Оба говорили отрывисто, торопливо, сдерживая нарастающее волнение.
– Да никто ничего не знает, – сердито сказал Леви Левицкий. – В чем дело?
Хаджет Лаше придвинулся.
– Ах, в чем дело, хотите знать?
Это уже походило на угрозу. Леви Левицкий оглянулся, сейчас же Жорж погасил фары. В руке Леви Левицкого задрожала тросточка. Но он был больше растерян, чем испуган. Что все это могло значить? Лаше или сумасшедший, или бешеный ревнивец…
– Я не навязывался ни к вам, ни к вашим дамам… И даже ехать-то не имел особенного желания… (Леви Левицкий осмелел и петушился.) Княгиня хотела о чем-то со мной говорить… Пожалуйста… Не нравится мое присутствие? Пожалуйста…
Он повернулся к автомобилю. Жорж торопливо отъехал. Леви Левицкий остался с поднятой тростью. Лаше – мягко, с завыванием:
– Милости просим в дом, дорогой товарищ, поговорим по душам.

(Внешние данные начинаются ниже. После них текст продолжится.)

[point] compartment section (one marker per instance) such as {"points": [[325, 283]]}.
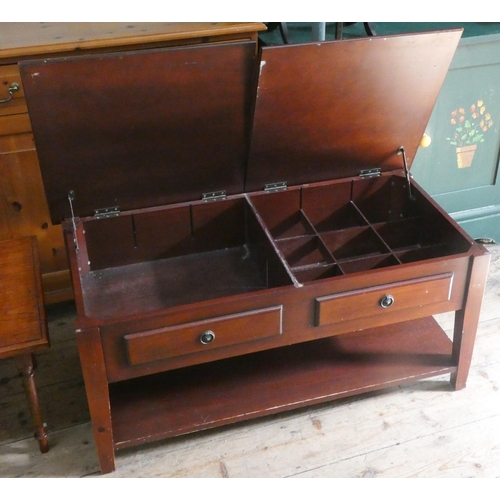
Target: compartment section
{"points": [[354, 242], [384, 199], [329, 207], [356, 225], [213, 333], [305, 252], [176, 256]]}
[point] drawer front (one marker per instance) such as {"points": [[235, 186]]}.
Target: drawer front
{"points": [[12, 100], [383, 300], [199, 336]]}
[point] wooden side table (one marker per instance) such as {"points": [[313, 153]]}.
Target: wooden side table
{"points": [[23, 325]]}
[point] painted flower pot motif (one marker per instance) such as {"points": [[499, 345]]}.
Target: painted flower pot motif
{"points": [[465, 156], [469, 127]]}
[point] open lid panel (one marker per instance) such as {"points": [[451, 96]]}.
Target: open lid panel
{"points": [[140, 129], [329, 110]]}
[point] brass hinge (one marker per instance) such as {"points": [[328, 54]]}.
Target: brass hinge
{"points": [[275, 186], [214, 196], [370, 172], [104, 213]]}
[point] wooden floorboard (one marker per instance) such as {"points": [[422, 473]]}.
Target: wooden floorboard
{"points": [[423, 430]]}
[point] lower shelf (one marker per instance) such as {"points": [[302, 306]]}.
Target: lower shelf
{"points": [[214, 394]]}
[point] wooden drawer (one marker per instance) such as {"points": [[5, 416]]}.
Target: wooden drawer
{"points": [[388, 300], [198, 336], [9, 78]]}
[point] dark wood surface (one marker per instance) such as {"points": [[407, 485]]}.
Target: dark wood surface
{"points": [[346, 108], [246, 387], [23, 324], [336, 336], [143, 129]]}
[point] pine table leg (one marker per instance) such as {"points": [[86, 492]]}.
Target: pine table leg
{"points": [[26, 367]]}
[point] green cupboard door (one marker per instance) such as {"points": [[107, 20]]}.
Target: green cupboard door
{"points": [[459, 168]]}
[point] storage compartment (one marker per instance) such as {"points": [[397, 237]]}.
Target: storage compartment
{"points": [[171, 257], [330, 229]]}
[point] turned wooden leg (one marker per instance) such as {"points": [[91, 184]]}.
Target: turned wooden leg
{"points": [[26, 367]]}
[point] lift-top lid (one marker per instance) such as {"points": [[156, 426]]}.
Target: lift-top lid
{"points": [[155, 127], [139, 129], [330, 110]]}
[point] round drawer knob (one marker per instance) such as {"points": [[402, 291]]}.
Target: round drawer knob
{"points": [[207, 337], [386, 301]]}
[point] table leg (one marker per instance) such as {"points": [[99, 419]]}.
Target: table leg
{"points": [[26, 367]]}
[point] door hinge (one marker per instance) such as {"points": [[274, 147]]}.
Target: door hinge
{"points": [[275, 186], [214, 196], [104, 213], [370, 172]]}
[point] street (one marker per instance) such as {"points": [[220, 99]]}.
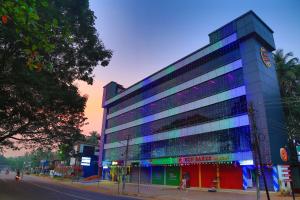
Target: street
{"points": [[31, 188]]}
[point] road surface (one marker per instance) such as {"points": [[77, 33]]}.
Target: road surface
{"points": [[31, 188]]}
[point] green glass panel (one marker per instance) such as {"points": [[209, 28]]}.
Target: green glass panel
{"points": [[158, 175]]}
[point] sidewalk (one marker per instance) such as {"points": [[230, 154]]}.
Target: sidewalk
{"points": [[159, 192]]}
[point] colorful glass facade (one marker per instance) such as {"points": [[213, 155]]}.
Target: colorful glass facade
{"points": [[197, 108]]}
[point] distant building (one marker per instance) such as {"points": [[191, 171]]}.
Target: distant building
{"points": [[191, 118], [86, 155]]}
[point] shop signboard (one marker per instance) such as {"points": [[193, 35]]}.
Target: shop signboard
{"points": [[265, 57], [158, 175], [164, 161], [216, 158], [85, 161], [172, 175], [284, 173]]}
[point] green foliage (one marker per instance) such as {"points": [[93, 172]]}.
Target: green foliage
{"points": [[288, 73], [93, 138], [30, 160], [31, 35], [42, 107]]}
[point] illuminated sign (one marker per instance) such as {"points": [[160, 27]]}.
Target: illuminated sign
{"points": [[114, 163], [85, 161], [205, 158], [246, 162], [265, 57], [283, 155], [298, 152], [242, 156]]}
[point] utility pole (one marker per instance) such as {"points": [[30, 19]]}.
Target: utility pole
{"points": [[256, 144], [125, 165]]}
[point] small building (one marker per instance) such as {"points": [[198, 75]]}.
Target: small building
{"points": [[191, 119]]}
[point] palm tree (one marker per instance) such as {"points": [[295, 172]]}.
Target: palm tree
{"points": [[288, 72]]}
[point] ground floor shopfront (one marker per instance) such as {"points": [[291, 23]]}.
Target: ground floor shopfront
{"points": [[224, 171]]}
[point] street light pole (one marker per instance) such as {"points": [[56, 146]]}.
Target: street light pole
{"points": [[125, 164]]}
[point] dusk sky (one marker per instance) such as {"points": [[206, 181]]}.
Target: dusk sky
{"points": [[147, 35]]}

Больно схватил за руку выше локтя. Леви Левицкий с силой рванулся. Из темного дома на крыльцо вышли трое. У него стало тошно в ногах. Три человека сбежали с крыльца, вырвали у него трость, сбили шляпу. Двое – под руки, третий, схватив сзади за штаны, втащили в дом, в темноту. Все это – мгновенно и молча, только шумно сопел Хаджет Лаше.
– Наверх его, наверх…
Леви Левицкий в изорванном смокинге, с выскочившими запонками полулежал на угловом диване наверху, в комнате с камином. Еще в темноте его обыскали, взяли бумажник, документы, золотой портсигар, часы с бриллиантиками, сорвали перстень с пальца. Кто-то, наконец, зажег свет. Четыре запыхавшихся человека стояли перед ним… У Хаджет Лаше, как резиновое, ходило ходуном изрытое лицо. Рыжеволосый Эттингер, от сердцебиения побледневший до веснушек, вытирался платком. Биттенбиндер свирепо выпячивал губы. Извольский свинцово глядел в лицо Леви Левицкому. Затем кто-то достал папиросы, и все четверо жадно закурили.
Извольский, не спуская темных от ненависти глаз с Леви Левицкого, сказал тихо:
– Мерзавец! Товарищ большевик! Ты приговорен Лигой спасения Российской империи… Сволочь, жид! Повесить… твою мать!